張り付いたページの間に滑り込まれた拉げ割れかけの記録媒体が、修復再生機に投下されれば自動再生される。
被検体No:f39307資料
ベース被検体細胞No:f04458
合成被検体細胞No:f39247
戦闘記録映像解析結果
ディスク記録:破損補修成功。一部破損再生不可。
再生を開始。
黒髪の少女が苦し気に呻いている。
「――ハ、はっ……っ、ぅ」
しかし支給品なのか使い込まれた
サムライブレイドを杖代わりに震える足で立ち上がったと同時、画面に背を向けた
似た見た目の少女が無感情に飛び掛かるや眼前まで踏み込んだ瞬間に屈み、鋭く腹を打つ。
「カハッ、ぐっ……うぅっ!」
「……」
呻いた少女が、
「う、う――うぅぅぅぅ!!」
「!」
唸り居合抜いた一刀で向かい合う少女の腕を斬り飛ばした、瞬間。その瞳は右に星の如き金を。左に海の如き青を湛え、まるで
ベース被検体細胞No:f04458と
合成被検体細胞No:f39247の特徴同時顕現(後述:覚醒顕現)確認。
後、戦闘実験で生き延びた個体 被検体No:f39307が第四回訓練まで生存し弱くも危機的状況下でのみ感情を発露させながらの覚醒顕現に成功。エミリヤ・ユイクと命名。

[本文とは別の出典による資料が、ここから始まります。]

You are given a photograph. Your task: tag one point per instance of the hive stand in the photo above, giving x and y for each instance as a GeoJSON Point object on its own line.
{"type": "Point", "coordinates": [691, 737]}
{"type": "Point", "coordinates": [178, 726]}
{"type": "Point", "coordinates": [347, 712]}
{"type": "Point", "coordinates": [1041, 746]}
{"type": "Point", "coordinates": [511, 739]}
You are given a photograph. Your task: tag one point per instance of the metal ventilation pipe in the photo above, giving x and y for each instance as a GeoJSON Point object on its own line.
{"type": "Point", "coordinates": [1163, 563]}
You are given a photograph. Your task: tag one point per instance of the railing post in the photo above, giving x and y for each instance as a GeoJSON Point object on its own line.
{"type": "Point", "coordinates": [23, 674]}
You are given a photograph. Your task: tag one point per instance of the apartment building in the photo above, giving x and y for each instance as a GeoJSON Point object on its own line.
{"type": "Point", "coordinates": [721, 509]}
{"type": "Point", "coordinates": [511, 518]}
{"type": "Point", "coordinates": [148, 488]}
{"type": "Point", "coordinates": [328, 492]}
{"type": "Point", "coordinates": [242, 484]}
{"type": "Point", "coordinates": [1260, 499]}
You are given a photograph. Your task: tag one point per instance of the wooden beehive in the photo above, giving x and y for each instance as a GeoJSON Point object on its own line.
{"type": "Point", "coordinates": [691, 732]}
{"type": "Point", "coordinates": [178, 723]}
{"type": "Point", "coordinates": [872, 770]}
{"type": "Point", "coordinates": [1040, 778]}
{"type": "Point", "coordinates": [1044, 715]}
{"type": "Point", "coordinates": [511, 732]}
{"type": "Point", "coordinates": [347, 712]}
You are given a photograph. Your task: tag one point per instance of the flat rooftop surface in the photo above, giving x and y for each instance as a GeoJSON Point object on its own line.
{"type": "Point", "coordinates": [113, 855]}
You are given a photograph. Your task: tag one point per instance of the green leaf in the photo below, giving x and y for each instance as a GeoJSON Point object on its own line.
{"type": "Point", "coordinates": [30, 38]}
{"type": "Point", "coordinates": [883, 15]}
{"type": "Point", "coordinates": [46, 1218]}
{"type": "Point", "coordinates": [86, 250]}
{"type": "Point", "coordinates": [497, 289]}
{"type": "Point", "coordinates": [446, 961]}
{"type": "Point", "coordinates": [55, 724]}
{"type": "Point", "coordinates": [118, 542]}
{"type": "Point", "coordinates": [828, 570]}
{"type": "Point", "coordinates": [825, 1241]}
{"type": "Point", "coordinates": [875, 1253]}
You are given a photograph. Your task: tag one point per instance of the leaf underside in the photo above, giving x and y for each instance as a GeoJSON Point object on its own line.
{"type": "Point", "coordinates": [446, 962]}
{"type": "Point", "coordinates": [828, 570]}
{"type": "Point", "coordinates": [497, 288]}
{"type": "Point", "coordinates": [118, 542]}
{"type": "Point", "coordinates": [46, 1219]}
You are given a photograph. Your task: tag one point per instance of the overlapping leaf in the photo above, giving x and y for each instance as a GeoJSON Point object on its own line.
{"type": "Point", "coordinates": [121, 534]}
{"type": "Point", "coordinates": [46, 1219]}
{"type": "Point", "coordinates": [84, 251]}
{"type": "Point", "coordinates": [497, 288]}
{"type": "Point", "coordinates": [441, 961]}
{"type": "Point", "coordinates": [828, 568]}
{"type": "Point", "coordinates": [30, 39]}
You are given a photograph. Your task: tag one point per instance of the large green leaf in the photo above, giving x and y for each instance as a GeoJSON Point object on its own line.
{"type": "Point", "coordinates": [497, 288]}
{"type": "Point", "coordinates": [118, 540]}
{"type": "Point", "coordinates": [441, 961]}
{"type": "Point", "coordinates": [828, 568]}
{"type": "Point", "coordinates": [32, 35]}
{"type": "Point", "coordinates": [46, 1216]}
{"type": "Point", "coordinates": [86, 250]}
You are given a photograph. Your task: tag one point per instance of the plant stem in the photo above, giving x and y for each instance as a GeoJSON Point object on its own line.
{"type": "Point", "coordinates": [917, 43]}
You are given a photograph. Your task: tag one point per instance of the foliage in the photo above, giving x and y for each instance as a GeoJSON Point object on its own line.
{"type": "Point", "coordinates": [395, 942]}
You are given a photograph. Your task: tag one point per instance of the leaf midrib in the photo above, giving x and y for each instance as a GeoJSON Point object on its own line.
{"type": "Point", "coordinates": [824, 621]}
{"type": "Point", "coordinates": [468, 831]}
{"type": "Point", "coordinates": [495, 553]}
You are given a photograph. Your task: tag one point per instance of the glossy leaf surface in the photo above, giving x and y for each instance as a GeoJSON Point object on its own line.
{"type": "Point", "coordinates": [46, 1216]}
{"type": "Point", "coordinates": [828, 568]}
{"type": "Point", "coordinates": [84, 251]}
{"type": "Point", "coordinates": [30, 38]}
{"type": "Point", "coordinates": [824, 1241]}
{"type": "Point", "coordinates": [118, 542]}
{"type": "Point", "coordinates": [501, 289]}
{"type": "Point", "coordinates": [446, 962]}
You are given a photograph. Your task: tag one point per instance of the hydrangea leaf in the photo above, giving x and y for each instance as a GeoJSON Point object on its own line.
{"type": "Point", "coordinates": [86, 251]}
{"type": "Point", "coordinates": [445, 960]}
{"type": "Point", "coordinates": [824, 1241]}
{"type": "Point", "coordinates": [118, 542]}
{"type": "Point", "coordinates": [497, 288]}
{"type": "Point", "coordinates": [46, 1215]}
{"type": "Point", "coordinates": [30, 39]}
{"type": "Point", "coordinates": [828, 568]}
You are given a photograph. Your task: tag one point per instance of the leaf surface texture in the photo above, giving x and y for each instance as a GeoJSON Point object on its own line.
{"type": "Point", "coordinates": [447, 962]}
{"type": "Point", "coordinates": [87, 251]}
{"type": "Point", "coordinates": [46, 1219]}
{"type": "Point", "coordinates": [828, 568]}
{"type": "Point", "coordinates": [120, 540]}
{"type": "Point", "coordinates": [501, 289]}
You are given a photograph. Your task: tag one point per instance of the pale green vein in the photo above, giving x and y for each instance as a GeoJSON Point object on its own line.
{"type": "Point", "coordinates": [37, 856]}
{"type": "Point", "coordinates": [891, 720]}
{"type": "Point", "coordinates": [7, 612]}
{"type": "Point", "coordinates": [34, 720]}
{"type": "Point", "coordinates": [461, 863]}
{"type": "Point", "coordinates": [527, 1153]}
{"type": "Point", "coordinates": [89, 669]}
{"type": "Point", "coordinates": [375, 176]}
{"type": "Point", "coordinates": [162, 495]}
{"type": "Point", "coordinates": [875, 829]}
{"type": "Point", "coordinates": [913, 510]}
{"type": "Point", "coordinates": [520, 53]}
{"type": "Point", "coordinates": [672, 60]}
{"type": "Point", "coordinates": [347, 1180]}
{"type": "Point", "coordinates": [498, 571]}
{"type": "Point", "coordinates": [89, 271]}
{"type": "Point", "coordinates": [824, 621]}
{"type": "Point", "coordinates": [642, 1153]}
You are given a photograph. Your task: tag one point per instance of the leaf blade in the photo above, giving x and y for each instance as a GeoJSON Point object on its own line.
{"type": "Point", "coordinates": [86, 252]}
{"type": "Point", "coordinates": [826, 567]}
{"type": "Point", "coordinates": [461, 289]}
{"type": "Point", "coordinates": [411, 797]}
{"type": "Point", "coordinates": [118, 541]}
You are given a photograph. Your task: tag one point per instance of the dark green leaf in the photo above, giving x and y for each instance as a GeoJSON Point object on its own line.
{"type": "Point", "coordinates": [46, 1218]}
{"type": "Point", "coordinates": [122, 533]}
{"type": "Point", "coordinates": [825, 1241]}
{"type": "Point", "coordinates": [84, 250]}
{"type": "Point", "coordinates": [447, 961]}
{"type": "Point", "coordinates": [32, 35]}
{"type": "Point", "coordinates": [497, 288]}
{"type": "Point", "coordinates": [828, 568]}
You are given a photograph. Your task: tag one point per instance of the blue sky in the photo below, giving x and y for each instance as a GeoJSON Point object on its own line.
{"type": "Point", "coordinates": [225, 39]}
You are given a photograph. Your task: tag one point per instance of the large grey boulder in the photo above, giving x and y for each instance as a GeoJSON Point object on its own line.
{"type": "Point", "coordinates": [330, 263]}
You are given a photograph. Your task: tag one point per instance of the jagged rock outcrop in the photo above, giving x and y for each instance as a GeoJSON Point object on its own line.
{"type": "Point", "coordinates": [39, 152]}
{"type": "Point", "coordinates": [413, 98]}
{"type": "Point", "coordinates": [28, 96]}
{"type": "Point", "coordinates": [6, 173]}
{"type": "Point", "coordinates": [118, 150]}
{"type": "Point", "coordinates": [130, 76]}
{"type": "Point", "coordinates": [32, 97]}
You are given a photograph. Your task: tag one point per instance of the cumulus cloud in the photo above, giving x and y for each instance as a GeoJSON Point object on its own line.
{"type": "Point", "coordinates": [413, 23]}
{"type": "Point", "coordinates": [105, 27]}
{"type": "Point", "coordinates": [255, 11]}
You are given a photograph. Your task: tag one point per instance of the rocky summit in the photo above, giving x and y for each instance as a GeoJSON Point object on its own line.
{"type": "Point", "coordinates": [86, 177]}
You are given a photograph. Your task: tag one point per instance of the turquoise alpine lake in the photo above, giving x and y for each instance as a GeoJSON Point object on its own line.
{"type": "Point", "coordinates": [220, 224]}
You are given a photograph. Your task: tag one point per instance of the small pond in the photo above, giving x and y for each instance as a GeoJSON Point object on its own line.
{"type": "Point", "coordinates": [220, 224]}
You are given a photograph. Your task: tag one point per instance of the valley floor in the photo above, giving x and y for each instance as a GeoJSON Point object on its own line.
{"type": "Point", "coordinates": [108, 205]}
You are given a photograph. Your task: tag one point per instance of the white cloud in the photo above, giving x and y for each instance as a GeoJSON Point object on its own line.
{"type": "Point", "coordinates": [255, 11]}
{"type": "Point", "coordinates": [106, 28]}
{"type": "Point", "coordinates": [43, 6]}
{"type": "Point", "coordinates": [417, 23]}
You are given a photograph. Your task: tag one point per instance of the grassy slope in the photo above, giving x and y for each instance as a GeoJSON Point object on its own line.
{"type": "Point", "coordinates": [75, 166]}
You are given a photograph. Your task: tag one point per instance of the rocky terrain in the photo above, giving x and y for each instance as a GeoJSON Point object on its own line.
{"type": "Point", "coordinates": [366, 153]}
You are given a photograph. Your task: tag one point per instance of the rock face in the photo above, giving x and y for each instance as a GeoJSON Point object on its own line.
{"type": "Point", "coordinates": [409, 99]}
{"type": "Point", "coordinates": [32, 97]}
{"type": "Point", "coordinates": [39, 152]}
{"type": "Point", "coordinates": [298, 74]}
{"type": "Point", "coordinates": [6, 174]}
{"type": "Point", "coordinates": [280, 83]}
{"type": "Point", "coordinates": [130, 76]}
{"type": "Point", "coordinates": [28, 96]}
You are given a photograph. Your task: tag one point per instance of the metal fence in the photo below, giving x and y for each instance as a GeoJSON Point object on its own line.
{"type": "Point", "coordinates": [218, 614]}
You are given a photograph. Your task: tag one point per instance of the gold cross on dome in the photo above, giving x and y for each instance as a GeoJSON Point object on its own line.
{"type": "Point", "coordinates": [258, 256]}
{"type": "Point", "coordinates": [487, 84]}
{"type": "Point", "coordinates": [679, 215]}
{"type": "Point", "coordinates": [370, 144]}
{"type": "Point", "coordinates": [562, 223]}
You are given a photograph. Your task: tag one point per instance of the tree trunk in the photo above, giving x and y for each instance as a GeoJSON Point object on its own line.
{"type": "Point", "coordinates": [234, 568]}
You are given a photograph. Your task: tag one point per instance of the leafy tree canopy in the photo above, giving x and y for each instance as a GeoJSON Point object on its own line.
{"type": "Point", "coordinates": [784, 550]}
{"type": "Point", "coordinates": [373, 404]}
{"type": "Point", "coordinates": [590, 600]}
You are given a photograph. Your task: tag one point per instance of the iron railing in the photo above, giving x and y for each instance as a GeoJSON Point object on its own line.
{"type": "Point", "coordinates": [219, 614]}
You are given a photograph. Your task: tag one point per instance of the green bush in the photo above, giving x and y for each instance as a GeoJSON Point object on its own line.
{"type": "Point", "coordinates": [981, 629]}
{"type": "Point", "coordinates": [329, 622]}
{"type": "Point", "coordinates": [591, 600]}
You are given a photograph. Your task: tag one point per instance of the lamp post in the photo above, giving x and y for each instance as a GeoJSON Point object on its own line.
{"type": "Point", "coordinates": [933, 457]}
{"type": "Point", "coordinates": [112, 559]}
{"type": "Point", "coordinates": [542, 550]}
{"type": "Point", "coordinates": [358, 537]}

生体反応記録より“脳内物質■■■が一定量を越えると覚醒顕現”要項を満たしている可能性を確認。
大量投与は個体に負荷を強い、成功率■■%の為今後不可とする。
以後、人格再形成の為“人”として教育と戦■訓練を並■し行う。
接触者要選定■■は不可。
マナー教育:順調。甘い物と酸味の強い物を好む傾向有。
戦闘訓練:『黒狼牙爪』に適正あり。黒狼爪牙の■■値■■%でエミリヤの覚醒成功率の上昇確認。
以後エミリヤ所持を許可すると同時にリ■■値上昇の折りに■■■を常時解析。
精神的要素(人間的:負けず嫌い精神)をベースに自己感情を引き出し、窮地において黒狼爪牙とのリンク最高値を更新。
同時に炎を纏う状態での覚醒顕現発露を確認。
以後覚醒顕現状態を
焔狼と命名■。
今は張り付き読めぬページと、焼かれ途切れ途切れの部分と黒塗りの部分解析は追々叶うことだろう。